Amid the spate of penny stock price collapses last month, investor lobby group Securities Investors Association Singapore (SIAS) has asked the regulators to give more teeth to listing rules here by imposing heavy fines on individuals who flout them.
If corporate miscreants understand that there is greater likelihood of being found out, and that the cost of such breaches is high, perhaps they would think twice about dabbling in the market, SIAS president and CEO David Gerald said at an awards presentation ceremony last night. "Companies listing in Singapore must not take the view that if they breach listing rules, they can go scot free," he said.
Asiasons Capital, Blumont Group and LionGold Corp triggered a penny-stock meltdown with an inexplicable crash, prompting the Singapore Exchange (SGX) to impose trading restrictions on them. This set off a wave of selling in other penny counters such as Sky One and Tritech Group.
SIAS has reviewed Asiasons, Blumont and LionGold with technology company Handshakes, and discovered a recent instance when a share price run-up came before the announcement of a sizeable acquisition, Mr Gerald said. A listed company is required to seek shareholders' approval when a deal it plans to undertake is proportionately large for its size. In this instance, the preceding share-price run sufficiently affected the way certain ratios were calculated. Hence, such shareholders' approval was not required.
Mr Gerald said it's timely for the regulators to review instances where unusual price movements affect ratios that determine the need for shareholder approvals.
"We want to avoid situations where unusual price movements inadvertently deprive shareholders of a say in significant matters," he said.
Listed companies should also be required to state clearly whether they had been queried recently in disclosures when they announce acquisitions and disposals to shareholders, Mr Gerald added.
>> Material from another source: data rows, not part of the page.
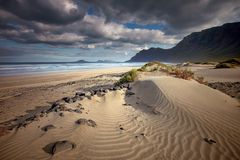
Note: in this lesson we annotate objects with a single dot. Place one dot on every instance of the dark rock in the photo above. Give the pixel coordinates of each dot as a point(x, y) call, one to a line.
point(59, 146)
point(92, 92)
point(209, 141)
point(68, 100)
point(61, 114)
point(129, 93)
point(48, 127)
point(89, 122)
point(80, 93)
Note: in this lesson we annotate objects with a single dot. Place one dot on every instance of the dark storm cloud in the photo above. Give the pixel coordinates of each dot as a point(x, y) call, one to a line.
point(179, 15)
point(66, 22)
point(46, 11)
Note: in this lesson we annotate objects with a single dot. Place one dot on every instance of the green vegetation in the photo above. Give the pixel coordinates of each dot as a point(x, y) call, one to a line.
point(230, 63)
point(183, 74)
point(128, 77)
point(157, 66)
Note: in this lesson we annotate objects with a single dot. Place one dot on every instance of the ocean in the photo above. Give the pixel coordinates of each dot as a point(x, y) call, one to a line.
point(23, 69)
The SIAS Investors' Choice Awards held last night is an annual event to celebrate displays of excellence in areas of shareholder communication and corporate governance. Corporate winners this year include DBS Group, Yongnam Holdings, SingTel, Fraser and Neave, Sembcorp Marine, Cordlife Group, InnoTek and Ascendas Reit. CapitaLand scooped the Golden Circle Award - the highest accolade - for consistently practising good corporate governance, Mr Gerald said.
The awards are part of the fourth Corporate Governance Week organised by SIAS that's taking place next week.
Guest-of-honour Grace Fu, Minister in the Prime Minister's Office, yesterday urged the Monetary Authority of Singapore (MAS) to consider requiring companies to adopt and disclose their diversity policy in their annual reports.
While the revised Singapore's Code of Corporate Governance, which requires corporate boards to provide for diversity - including that of gender diversity - is "a step in the right direction", Ms Fu said: "I believe we can do better."
In response to her comments, the MAS said it has already established a diversity task force to study how to encourage greater diversity, including gender diversity, in the boardroom and C-suite.
"The task force is currently conducting a survey on gender diversity on boards and in senior management, and is expected to produce a report with its recommendations some time in 2014.
"Along with other relevant agencies, MAS will study the recommendations and consider how best to implement them," it said.